DB: And to return to acquisitions. You had a busy first-half 2022. Do you anticipate being as aggressive in evaluating additional bolt-ons?
DH: Absolutely. We can’t promise that there’ll be more deals getting done. We would love that to be the case. We’re focused on kind of the $100 million to $500 million opportunities. And then we’re focused on the large, strategic opportunities as well. You’ve probably seen where Chesapeake [Energy]’s talking about bringing assets to the marketplace later this year in the Eagle Ford. We hear some good-size companies are planning to come to the marketplace early this year. So, we hope that it’s a very active second half of the year as well.

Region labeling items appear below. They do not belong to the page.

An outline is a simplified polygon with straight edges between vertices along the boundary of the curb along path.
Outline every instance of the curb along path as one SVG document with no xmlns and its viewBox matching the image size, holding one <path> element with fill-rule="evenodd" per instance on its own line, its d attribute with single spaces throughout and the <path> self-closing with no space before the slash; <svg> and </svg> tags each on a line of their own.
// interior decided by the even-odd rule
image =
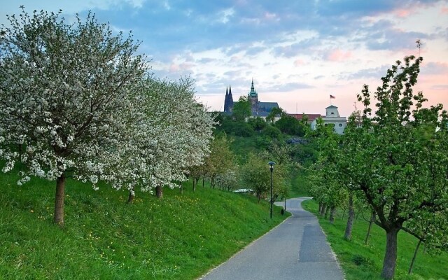
<svg viewBox="0 0 448 280">
<path fill-rule="evenodd" d="M 287 200 L 290 217 L 200 279 L 344 279 L 317 218 L 300 205 L 310 198 Z"/>
</svg>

DB: And would you foresee using equity as part of the consideration for a larger acquisition?
DH: For the larger deals, it would really be a requirement. As the deals get larger, to do it all in cash is going to start to leverage [Ranger] back up. We’ve said publicly while we would take on additional leverage for the right accretive strategic opportunity, we don’t want that leverage to go beyond 1.5x leverage [as with the Lonestar Resources deal]. So, for larger transactions depending upon how much cash flow they’re generating, a deal’s likely going to be using equity and cash, both, to make the transaction happen.